Gelet op artikel 3.1 van de Telecommunicatiewet;

Besluit:

ARTIKEL I

Annex 3 van het Nationaal Frequentieplan 2014 wordt als volgt gewijzigd:

A

De kop van nationale voetnoot HOLOO5 komt als volgt te luiden:

HOL005

B

Na de kop van HOL005 wordt de volgende subkop ingevoegd:

Bestemming voor de periode 1 september 2011 tot 1 september 2017

C

Na de tekst behorende bij de subkop Bestemming voor de periode 1 september 2011 tot 1 september 2017 wordt de volgende subkop met bijbehorende tekst ingevoegd:

Bestemming landelijke commerciële radio-omroep voor de periode 1 september 2017 tot 1 september 2022

Vanaf 1 september 2017 tot 1 september 2022 is de frequentieruimte behorend bij één FM-vergunning voor landelijke commerciële radio-omroep gekoppeld met 1/9 deel van de capaciteit van de frequentieruimte van het frequentieblok 11C, bedoeld in nationale voetnoot HOL007A ten behoeve van in elk geval het ongewijzigd en gelijktijdig digitaal uitzenden van de radioprogramma’s die op grond van de landelijke commerciële FM-vergunningen worden uitgezonden. Daarbij is de in de vorige volzin bedoelde frequentieruimte in de FM-band bestemd voor landelijke commerciële omroepen die zowel een FM-vergunning voor landelijke commerciële radio-omroep als een vergunning voor 1/9 deel van de capaciteit van het frequentieblok 11C houden of gaan houden.

D

De kop van nationale voetnoot HOLOO7 komt als volgt te luiden:

HOL007

E

Na de kop van HOL007 wordt de volgende subkop ingevoegd:

Bestemming landelijke commerciële omroep voor de periode vanaf 1 september 2011 tot 1 september 2017

F

Na de tekst behorende bij de subkop Bestemming landelijke commerciële omroep voor de periode vanaf 1 september 2011 tot 1 september 2017 wordt de volgende subkop met bijbehorende tekst ingevoegd:

Bestemming landelijke commerciële omroep voor de periode vanaf 1 september 2017 tot 1 september 2022

Vanaf 1 september 2017 tot 1 september 2022 is 1/9 deel van de capaciteit van de frequentieruimte van het frequentieblok 11C, bedoeld in nationale voetnoot HOL007A, gekoppeld met de frequentieruimte behorend bij één FM-vergunning voor landelijke commerciële radio-omroep ten behoeve van in elk geval het ongewijzigd en gelijktijdig digitaal uitzenden van de radioprogramma’s die op grond van de landelijke commerciële FM-vergunningen worden uitgezonden. Daarbij is de in de vorige volzin bedoelde frequentieruimte van het frequentieblok 11C bestemd voor landelijke commerciële omroepen die zowel een vergunning voor 1/9 deel van de capaciteit van het frequentieblok 11C als een FM-vergunning voor landelijke commerciële radio-omroep houden of gaan houden.

ARTIKEL II

Dit besluit treedt in werking met ingang van de dag na de datum van uitgifte van de Staatscourant waarin het wordt geplaatst.

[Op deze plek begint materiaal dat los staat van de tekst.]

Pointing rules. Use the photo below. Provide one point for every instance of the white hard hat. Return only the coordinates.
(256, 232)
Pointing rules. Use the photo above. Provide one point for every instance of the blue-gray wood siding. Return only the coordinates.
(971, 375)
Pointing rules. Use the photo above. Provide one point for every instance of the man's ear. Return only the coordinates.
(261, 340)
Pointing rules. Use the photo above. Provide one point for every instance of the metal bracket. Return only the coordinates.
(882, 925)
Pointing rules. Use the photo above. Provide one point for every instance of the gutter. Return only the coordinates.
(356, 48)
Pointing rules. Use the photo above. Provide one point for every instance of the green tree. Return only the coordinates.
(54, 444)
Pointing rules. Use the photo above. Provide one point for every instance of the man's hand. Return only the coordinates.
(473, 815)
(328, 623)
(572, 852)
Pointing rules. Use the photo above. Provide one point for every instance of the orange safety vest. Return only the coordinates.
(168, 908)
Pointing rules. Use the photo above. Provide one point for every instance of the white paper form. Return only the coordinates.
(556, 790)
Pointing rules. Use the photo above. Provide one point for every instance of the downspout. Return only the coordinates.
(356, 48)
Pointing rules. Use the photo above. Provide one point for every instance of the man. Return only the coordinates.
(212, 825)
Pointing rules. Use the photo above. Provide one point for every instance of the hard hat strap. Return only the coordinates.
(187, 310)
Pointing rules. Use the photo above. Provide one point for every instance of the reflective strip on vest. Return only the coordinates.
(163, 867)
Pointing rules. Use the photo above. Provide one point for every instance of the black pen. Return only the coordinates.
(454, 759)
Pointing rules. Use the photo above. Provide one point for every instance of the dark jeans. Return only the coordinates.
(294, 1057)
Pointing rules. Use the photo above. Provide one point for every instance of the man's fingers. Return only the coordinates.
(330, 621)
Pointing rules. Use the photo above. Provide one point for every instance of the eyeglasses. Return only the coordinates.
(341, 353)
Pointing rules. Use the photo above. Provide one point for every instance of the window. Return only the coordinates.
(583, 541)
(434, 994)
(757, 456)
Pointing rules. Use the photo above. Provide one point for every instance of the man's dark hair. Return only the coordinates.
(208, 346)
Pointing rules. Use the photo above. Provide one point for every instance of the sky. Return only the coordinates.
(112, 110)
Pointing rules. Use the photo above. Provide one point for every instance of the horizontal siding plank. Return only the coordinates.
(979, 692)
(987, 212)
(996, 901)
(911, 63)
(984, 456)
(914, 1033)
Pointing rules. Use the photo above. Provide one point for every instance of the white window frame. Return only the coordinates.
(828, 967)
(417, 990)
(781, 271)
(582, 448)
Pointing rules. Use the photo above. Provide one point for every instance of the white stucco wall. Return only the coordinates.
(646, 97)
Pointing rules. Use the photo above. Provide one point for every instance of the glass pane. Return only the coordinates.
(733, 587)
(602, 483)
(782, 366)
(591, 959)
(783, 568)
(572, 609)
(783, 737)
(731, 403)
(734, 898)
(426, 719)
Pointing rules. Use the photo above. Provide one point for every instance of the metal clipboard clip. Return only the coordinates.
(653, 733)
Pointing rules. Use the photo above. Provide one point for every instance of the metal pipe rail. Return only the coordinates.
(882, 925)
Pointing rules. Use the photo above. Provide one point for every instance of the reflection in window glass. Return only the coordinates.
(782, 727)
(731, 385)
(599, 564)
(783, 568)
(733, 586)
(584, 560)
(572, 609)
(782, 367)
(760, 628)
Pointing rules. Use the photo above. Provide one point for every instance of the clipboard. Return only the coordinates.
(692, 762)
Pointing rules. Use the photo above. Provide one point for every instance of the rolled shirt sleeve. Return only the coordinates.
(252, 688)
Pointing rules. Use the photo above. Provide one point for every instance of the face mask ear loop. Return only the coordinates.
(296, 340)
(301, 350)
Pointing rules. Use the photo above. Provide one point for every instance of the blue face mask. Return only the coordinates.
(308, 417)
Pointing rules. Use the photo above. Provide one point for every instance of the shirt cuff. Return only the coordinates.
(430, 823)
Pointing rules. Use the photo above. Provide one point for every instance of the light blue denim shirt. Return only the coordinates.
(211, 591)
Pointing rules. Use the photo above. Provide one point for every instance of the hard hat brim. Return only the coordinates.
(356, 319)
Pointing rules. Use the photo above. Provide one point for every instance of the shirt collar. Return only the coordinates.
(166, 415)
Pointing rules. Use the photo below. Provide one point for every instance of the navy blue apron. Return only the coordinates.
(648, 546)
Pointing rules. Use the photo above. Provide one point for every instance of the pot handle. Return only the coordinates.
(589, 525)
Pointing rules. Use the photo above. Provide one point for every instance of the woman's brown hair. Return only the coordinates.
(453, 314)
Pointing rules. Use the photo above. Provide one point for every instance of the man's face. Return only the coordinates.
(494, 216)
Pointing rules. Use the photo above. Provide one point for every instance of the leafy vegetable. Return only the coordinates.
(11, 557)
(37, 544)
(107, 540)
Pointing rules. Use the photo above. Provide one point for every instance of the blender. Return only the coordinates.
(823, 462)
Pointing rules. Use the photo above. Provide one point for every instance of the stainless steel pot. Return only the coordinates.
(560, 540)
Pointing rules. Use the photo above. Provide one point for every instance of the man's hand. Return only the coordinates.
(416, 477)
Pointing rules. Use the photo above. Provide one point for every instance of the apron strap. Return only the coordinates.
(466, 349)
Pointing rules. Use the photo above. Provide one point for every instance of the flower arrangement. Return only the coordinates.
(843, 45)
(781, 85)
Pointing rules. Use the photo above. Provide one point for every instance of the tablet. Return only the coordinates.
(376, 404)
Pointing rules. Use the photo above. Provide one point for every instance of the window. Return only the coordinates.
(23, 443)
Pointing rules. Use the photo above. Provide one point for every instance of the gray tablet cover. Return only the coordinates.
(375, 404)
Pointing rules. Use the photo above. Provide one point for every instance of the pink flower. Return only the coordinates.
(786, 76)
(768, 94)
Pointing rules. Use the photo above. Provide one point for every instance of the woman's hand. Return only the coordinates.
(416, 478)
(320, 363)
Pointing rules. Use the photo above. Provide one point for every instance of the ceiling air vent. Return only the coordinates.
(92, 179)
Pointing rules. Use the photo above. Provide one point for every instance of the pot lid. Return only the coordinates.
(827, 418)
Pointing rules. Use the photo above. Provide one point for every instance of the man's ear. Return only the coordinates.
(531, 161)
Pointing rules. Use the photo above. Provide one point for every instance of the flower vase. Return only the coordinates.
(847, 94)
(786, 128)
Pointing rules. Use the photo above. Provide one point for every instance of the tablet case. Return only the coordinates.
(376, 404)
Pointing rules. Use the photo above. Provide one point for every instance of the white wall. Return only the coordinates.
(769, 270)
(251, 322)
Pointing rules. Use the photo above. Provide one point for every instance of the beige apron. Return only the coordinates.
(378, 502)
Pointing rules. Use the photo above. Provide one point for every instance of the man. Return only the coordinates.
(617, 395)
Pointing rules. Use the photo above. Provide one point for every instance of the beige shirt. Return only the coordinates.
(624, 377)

Dit besluit wordt met de toelichting in de Staatscourant geplaatst.

’s-Gravenhage, 23 juni 2016

De Minister van Economische Zaken, H.G.J. Kamp

Tegen dit besluit kan degene wiens belang rechtstreeks bij dit besluit is betrokken binnen 6 weken na de dag van dagtekening van deze Staatscourant een gemotiveerd beroepschrift indienen bij de rechtbank Rotterdam, Bestuursrecht, Postbus 50951, 3007 BM, Rotterdam. U kunt ook digitaal beroep instellen bij genoemde rechtbank via http://loket.rechtspraak.nl/bestuursrecht. Daarvoor moet u wel beschikken over een elektronische handtekening (DigiD). Kijk op genoemde site voor de precieze voorwaarden.

TOELICHTING

1. Algemeen

1.2 Het Nationaal Frequentieplan

Bij besluit van 3 november 2014 is op grond van artikel 3.1, eerste lid, van de Telecommunicatiewet het Nationaal Frequentieplan 2014, hierna ‘NFP’, vastgesteld. In het NFP licht de Rijksoverheid de systematiek van de ordening van het frequentiespectrum toe, en beschrijft de doelstellingen van het frequentiebeleid en frequentiebeheer; het vermijden van interferentie (storing) tussen frequentiegebruikers is hierbij de hoofddoelstelling.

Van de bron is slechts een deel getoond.